Niño, you may sound Mexican but you don’t look it. Do you like to read?”

“Yeah.”

“What kinds of books?”

“Oh, science fiction mostly.  You know, I used to live in Tarzana. It’s named for Edgar Rice Burroughs who wrote all those Tarzan books.  He wrote science fiction all the time.  Once I even wrote a story about shrinking and discovering that atoms were tiny solar systems and discovering a new planet with its own civilization.”

“Aha!  A writer, nu?  How about time travel. Do you like to read about that?”

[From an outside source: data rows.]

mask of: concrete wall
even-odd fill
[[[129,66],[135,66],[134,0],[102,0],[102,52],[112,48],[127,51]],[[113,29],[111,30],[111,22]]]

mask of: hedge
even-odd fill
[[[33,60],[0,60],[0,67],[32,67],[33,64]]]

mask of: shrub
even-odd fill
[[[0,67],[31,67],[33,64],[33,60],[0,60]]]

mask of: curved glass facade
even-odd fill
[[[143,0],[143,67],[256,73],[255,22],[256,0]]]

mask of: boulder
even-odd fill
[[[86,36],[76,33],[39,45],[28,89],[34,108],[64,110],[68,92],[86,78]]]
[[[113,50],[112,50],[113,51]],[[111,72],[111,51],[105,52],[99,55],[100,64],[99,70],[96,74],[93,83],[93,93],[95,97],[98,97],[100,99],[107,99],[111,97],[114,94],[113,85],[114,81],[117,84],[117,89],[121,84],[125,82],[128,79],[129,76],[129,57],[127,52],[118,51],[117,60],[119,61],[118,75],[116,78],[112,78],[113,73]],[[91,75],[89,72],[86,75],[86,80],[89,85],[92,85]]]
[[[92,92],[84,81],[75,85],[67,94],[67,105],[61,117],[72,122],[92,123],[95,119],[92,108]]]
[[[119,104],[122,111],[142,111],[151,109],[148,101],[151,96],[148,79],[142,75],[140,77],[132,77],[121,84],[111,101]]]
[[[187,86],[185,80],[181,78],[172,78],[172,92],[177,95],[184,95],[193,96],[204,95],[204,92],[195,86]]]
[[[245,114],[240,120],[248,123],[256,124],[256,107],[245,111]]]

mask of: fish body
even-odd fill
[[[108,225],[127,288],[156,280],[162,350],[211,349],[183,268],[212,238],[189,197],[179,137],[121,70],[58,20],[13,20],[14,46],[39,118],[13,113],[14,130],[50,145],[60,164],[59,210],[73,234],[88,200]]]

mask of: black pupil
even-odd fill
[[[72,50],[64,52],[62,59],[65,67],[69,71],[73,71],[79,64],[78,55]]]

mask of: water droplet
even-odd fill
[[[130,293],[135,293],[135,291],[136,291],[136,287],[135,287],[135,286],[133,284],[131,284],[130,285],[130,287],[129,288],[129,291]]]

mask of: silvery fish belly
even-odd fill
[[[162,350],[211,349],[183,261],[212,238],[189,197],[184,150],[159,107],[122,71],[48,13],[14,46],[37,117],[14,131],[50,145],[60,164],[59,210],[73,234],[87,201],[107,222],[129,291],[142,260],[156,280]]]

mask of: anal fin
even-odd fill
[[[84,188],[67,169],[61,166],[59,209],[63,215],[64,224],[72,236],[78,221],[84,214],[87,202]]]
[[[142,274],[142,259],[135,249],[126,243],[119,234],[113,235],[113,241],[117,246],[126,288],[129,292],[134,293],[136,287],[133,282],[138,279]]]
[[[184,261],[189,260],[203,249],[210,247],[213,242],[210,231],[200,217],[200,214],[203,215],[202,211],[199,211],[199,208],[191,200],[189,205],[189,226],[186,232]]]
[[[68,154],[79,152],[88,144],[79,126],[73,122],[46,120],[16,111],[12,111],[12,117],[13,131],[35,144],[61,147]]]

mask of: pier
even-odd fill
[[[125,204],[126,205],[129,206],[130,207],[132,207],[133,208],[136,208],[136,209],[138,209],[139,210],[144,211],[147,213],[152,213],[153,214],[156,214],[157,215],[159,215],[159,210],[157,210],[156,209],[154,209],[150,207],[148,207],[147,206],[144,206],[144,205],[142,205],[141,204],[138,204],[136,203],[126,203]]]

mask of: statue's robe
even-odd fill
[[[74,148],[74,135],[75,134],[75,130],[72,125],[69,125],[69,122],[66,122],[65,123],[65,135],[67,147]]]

     Suddenly the smile faded and he appeared about to collapse and he looked so sad I almost cried.  I didn’t know what to say so I just sat there, sipping my Squirt.  He seemed lost, distracted.  Then he carefully screwed the cap back on the Waterman he had been using and clipped it in his shirt pocket.  Funny, I just thought of that.  It was a emerald-green, tortoise-shell Waterman.  He went through the old leather notebook, pausing here and there.

“Six million dead,” he mumbled.

     I distinctly heard him mutter, six million dead and it gave me goosebumps. I’m sure it was just a kid's imagination but those words carried the smell, almost, of a large number of corpses.  And I realized I was looking at a dead man in all but fact.

“You know what your name means in Hebrew?”  I had told him my name was Daniel.  I nodded.  “The same as mine.  God is your judge.  Well, God is mine, too.

“So you like science fiction.”  He looked purposely through his journal and found the pages he was seeking, separating them from the rest, neatly folding them and handing them to me.  “I am through,” he said, more to himself than to me.  “I am through.”  He looked up and searched my eyes, then smiled fleetingly.  “You know, by all rights those pieces of paper shouldn’t exist.  Ah well.  Have a good life, Daniel. Shalom.”

     He rose and walked away.

     My last impression of him as I heard Mrs. Burden's exclamations upon discovering my whereabouts was of the strangeness of his clothes. I hadn’t realized it before but they looked somehow peculiar.  They looked maybe European but somehow, well, different.  And his shoes.  I had never seen anything like them.